Barcelona have earned their moment; have more than earned some measure of pride and entitlement. They’re still in the midst of their glory years, still arguably the best and most successful club this century, even if they’re faded somewhat from their absolute peak. They deserve to be where they are, even if as somebody who supports another football club and has a fondness for all the things Barcelona has historically stood for I don’t necessarily love where they are, in its entirety, right now.
So perhaps I don’t entirely recognise the Barcelona that exists in my memory in the club as it exists today, but I do still remember it, and even if I believe Liverpool owe them a measure of comeuppance for their pride and entitlement—pride and entitlement we have been on the receiving end of just as Spurs and Southampton have been on the receiving end of ours—I can’t hate them for it. For all they were and are and have achieved, if they beat Liverpool over two legs, I’ll want to see them bring home a sixth European cup.
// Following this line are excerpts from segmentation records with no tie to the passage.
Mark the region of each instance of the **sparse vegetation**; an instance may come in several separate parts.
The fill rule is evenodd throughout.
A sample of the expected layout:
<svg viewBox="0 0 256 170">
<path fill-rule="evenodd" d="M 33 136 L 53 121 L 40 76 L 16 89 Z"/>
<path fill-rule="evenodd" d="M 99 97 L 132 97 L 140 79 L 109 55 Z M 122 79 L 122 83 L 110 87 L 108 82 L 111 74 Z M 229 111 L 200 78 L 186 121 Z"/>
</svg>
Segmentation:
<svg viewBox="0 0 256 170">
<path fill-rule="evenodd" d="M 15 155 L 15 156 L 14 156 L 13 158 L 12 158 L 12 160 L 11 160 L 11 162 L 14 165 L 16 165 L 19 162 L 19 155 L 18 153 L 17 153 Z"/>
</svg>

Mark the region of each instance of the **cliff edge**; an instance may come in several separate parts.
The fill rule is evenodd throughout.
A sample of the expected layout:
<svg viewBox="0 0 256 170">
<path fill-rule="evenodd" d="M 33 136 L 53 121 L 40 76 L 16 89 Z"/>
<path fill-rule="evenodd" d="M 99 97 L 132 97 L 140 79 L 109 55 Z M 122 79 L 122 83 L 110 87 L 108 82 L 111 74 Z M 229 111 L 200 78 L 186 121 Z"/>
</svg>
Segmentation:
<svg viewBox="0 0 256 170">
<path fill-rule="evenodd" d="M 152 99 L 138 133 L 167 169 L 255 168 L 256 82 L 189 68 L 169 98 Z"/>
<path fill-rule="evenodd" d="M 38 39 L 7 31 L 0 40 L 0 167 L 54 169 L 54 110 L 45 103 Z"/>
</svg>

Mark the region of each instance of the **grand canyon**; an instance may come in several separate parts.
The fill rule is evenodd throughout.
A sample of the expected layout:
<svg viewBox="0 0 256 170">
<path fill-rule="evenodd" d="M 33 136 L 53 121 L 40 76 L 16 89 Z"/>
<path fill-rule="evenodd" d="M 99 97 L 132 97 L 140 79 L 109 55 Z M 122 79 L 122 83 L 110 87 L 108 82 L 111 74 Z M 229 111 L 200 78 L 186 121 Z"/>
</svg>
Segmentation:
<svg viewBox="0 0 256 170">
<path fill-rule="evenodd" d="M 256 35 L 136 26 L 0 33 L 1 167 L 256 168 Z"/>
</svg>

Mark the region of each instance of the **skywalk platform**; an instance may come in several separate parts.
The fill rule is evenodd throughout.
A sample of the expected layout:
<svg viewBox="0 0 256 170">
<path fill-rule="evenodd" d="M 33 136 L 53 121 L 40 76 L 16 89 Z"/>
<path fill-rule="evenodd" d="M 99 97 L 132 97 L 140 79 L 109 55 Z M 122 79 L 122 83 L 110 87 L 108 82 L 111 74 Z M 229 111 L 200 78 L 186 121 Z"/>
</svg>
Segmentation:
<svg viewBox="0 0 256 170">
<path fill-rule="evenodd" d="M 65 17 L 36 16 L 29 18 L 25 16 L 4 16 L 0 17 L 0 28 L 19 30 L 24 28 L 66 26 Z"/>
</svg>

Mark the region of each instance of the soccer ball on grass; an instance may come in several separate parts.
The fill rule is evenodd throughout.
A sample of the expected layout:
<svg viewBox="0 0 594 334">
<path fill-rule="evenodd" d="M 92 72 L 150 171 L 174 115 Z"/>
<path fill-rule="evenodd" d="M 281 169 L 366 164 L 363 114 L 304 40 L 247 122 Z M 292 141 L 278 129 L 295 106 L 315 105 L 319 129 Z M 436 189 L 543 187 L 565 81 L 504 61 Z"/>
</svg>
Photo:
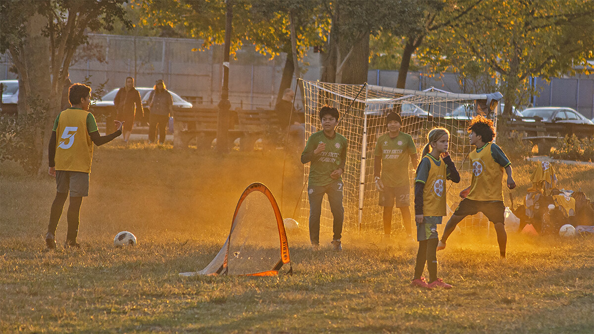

Especially if it’s against Tottenham. Probably even if it’s against Ajax. Because they are giants. They’ve more than earned their place at the top of the game. Their belief in playing football the right way is unmatched. As a club, their meaning to the city they represent and the Catalan people is undeniable. They still have the game’s best ever player. And so many of their fans have been with them all along and will be there even if—or when—they stumble. They’ve earned their pride.